In questo ambito si collocano l'appalto dell'illuminazione pubblica (di cui ci occuperemo più avanti quando parleremo dell'onorevole Giovanni Matta) e l'appalto della numerazione civica e toponomastica cittadina, con la truffa operata con l'appalto alla società Contacta.

Abbiamo già sottolineato come il caso Ciancimino non possa essere isolato dal contesto del sistema di potere mafioso a Palermo. Occorre pertanto soffermarsi su altre figure di protagonisti. Vogliamo trascurare i personaggi che sono scomparsi dalla scena politica e amministrativa e soffermarci invece su quelli che mantengono posizioni di spicco per suffragare così la nostra tesi del permanere, ancora oggi, di un rapporto fra mafia e potere a Palermo.

Il caso Di Fresco

Dopo le elezioni del 15 giugno scorso è stato eletto Presidente dell'Amministrazione provinciale di Palermo il dottor Ernesto Di Fresco del gruppo Gioia. Il Di Fresco è un personaggio emblematico di tutto il sistema di potere mafioso a Palermo, così come è stato edificato sotto la guida dell'onorevole Giovanni Gioia.

Egli è uno degli ex monarchici che confluì nella Democrazia cristiana sulla base dell'operazione politica pilotata da Gioia nella seconda metà degli anni cinquanta. Il Di Fresco era molto legato al noto don Paolino Bontà, capo della mafia di Palermo est. Quando il Di Fresco fu eletto consigliere comunale alle amministrative del maggio 1956 nella lista del Partito nazionale monarchico, il capomafia don Paolino Bontà lo accompagnava alle sedute del Consiglio comunale e gli dava precise indicazioni (fra cui quella di passare alla Democrazia cristiana.)

Per la verità il Di Fresco non era un'eccezione in quanto don Paolino Bontà a quell'epoca dava direttive anche a parlamentari nazionali democristiani, come l'onorevole Francesco Barbaccia. Don Paolino Bontà ostentava questi suoi rapporti passeggiando ogni mattina davanti all'albergo Centrale in corso Vittorio Emanuele a Palermo tenendo a braccetto l'onorevole Barbaccia. Anche il Di Fresco e la sua consorte Maidani Peppina hanno acquistato appartamenti dal costruttore Vassallo.

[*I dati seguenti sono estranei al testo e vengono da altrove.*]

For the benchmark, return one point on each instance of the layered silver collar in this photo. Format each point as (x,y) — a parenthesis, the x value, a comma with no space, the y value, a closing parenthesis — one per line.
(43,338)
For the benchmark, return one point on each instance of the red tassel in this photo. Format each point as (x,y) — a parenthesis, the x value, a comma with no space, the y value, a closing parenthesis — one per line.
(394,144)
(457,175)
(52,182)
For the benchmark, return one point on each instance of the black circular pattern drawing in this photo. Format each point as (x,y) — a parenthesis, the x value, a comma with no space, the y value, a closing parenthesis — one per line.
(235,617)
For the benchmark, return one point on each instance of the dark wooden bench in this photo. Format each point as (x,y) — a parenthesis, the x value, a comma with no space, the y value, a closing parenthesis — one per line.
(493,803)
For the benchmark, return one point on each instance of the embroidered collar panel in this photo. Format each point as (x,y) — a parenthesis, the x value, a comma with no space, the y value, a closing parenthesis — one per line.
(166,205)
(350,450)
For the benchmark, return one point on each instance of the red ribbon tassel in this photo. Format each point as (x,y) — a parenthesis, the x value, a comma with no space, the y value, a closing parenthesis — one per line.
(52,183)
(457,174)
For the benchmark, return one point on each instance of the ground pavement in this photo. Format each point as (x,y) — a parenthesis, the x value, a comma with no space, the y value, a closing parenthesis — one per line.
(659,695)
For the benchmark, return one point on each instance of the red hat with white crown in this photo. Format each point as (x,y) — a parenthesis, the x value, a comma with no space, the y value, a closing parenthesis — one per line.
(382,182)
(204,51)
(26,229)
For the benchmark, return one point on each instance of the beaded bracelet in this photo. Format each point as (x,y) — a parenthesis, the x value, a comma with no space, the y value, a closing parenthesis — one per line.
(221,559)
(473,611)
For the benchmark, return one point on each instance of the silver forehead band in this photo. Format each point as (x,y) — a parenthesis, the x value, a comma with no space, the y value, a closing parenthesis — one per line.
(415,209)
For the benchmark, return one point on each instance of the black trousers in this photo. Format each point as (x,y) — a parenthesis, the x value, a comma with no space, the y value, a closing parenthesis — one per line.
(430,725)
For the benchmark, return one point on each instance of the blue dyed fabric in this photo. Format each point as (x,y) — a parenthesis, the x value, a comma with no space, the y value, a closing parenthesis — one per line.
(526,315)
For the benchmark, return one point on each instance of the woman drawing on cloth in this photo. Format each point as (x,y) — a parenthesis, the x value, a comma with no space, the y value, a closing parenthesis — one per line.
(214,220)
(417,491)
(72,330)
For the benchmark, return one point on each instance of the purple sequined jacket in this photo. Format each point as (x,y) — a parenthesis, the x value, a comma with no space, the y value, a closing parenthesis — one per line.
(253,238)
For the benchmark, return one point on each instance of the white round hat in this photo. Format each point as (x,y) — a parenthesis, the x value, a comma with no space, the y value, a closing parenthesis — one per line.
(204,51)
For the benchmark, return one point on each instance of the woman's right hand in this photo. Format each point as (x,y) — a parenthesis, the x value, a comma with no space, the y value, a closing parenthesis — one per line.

Allorché il Di Fresco era assessore al patrimonio stipulò gran parte dei contratti di affitto degli appartamenti Vassallo per adibirli a scuole o altri servizi comunali. La grande stampa, d'altro canto, ha scritto che quando il Vassallo venne giudicato davanti alla Sezione misure e prevenzione, perché proposto per il soggiorno obbligato, nella piccola folla che lo accompagnava c’era l’assessore comunale Ernesto Di Fresco. Ma l'episodio più clamoroso è quello dell'affitto dell'edificio per la caserma dei Vigili urbani.

Venne affittato un intero palazzo di otto piani e di 114 vani (in via Dogali nella borgata Passo di Rigamo) per adibirlo a caserma dei Vigili urbani con la spesa di oltre 50 milioni all'anno (vedere allegati 6 e 7). Il costruttore dell'edificio preso in affitto è tale Piazza Giacomo legato alla cosca mafiosa di Uditore-Passo di Rigano come risulta dalla documentazione in possesso della Commissione. Ebbene l'appartamento in cui abita la famiglia del Di Fresco in via del Quarnaro, composto di 7 stanze, 2 stanzette e accessori è stato venduto alla moglie del Di Fresco proprio dal costruttore Piazza.